An intern created the colorful Thomas Hart Benton murals on the playroom and all of the Hufft kids’ bedroom ceilings by using Tiny to cut puzzle-like pieces from laminate and fitting them together.
There’s also a commercial-grade spray paint room like you’d find in an auto body repair shop.
“It’s way more cost-effective than packing stuff up, sending it off to get painted, getting it back and realizing something isn’t right, then sending it back again,” Jesse said.
They’re all “kids”
Matthew, 39, has been an architect for 15 years. He and Jesse, 37, met through mutual friends while undergrads at the University of Kansas.
“She is what allowed me to focus on design and innovation,” he said. “Now she is the CEO and runs the business. She has the perfect combination of charm, personality and financial knowledge. People really gravitate to her. Without that, we wouldn’t have been able to grow like we have.”
After KU, Matthew studied architecture at Columbia University in New York, then worked at the firm of a former Columbia dean. In his spare time, he designed a home for his first clients: his parents.
“That gave other people confidence in us,” he said. “But it’s more common than you’d think. There are a lot of stories of architects who get their start with their parents as their first clients.”
He didn’t envision that he’d be heading a company of this size and versatility 10 years later.
“The business plan is something that evolved on its own as the business grew. I never knew we would be this into fabrication,” Matthew said.

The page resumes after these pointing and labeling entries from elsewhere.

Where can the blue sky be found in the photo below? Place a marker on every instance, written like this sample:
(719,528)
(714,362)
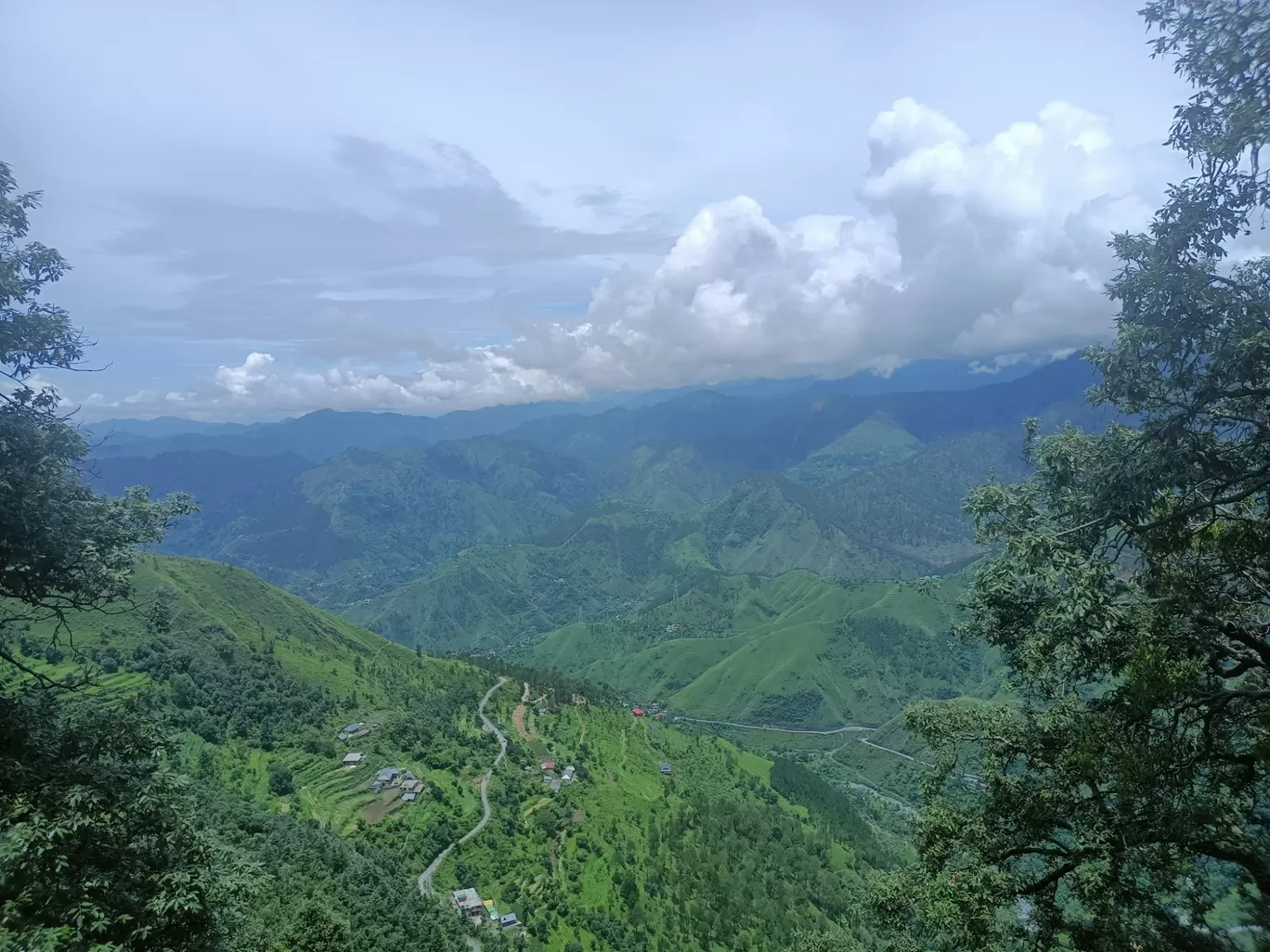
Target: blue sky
(279,207)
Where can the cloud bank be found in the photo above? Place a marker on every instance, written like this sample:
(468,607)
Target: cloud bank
(979,251)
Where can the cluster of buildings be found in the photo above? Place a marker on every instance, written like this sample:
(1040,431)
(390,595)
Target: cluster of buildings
(472,907)
(409,785)
(389,777)
(566,776)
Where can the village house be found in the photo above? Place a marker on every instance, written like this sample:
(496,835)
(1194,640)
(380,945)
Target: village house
(392,776)
(469,904)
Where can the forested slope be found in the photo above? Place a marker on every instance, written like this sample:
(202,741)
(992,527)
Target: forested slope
(254,685)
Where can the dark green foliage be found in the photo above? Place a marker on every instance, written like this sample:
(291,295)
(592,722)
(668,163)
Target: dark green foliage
(96,838)
(1124,800)
(223,688)
(800,707)
(832,807)
(318,890)
(281,779)
(97,843)
(717,861)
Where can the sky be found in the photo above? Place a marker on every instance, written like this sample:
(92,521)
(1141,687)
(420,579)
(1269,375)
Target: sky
(407,206)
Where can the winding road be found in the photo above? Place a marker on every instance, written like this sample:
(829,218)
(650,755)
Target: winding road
(487,725)
(779,730)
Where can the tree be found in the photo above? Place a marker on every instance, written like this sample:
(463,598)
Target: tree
(1124,797)
(62,547)
(97,842)
(281,779)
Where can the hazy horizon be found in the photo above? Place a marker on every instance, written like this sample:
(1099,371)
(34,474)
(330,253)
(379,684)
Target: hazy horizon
(418,209)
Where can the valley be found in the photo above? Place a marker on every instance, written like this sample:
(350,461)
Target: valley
(673,550)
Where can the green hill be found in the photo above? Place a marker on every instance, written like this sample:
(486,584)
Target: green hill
(765,524)
(876,442)
(796,650)
(255,685)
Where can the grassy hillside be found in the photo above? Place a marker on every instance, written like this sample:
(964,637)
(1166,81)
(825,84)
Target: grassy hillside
(876,442)
(763,526)
(796,650)
(257,683)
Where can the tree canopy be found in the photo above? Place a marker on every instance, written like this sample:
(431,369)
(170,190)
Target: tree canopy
(97,843)
(1121,803)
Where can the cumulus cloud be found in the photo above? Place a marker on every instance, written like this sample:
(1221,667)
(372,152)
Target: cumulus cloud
(980,251)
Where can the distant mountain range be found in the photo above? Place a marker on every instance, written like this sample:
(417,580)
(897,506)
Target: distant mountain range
(325,433)
(482,541)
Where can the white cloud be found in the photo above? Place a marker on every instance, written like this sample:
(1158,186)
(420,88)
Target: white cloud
(976,251)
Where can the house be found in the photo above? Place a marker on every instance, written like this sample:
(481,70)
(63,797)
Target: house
(469,904)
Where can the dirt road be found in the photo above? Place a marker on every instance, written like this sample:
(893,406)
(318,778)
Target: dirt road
(425,876)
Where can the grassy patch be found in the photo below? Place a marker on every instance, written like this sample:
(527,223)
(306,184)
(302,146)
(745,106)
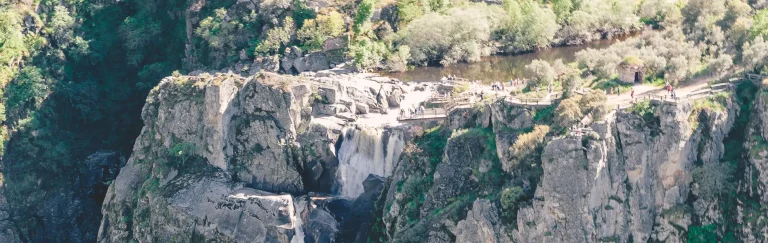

His favorite project so far?
“They are like kids, you can’t say you have favorites,” he said. “They all have their own personality, and they have people attached to them. But I do love the Artery Project.”
The 10,000-square-foot home in Mission Hills is owned by Christy and Bill Gautreaux, and it is a traffic stopper, or as landscape architect Peter Porter put it: a “sculptural composition of dramatic cantilevers.”
“Not only do I think it’s a great project for the owners, but it’s great for Kansas City,” Matthew said. “It’s half home and half art gallery. They do a lot of philanthropic events, and there will be a residential entrance and a separate entrance for the gallery for when they have events.”
Where do the couple see Hufft Projects in 10 years?
“That’s a great question,” Jesse said. “We are working on that right now, rewriting our business plan. We’re looking at if we want to stay where we are: lean and tight? Or are we looking at more national or possibly even international projects? Obviously, if we go national or international, it would be just design, because we’re not going to be doing fabrication for a project in London.”
Meanwhile, they’ll continue to design, fabricate and build regionally, and to open their own home as a showcase for clients.
Two years ago, they designed a home in Prairie Village for Tiffany and Rowdy Meeks.
“My husband is a huge fan of Matthew’s work,” Tiffany Meeks said. “He’d seen him featured in magazines and online. When we first met, he had Matthew picked out as the architect of the dream home.”
Seeing the Huffts’ home made an impact in designing their own home, Meeks said. “There was a lot of stuff on the blueprints and software that was hard to imagine. When we got to their house and saw it, we got really excited.”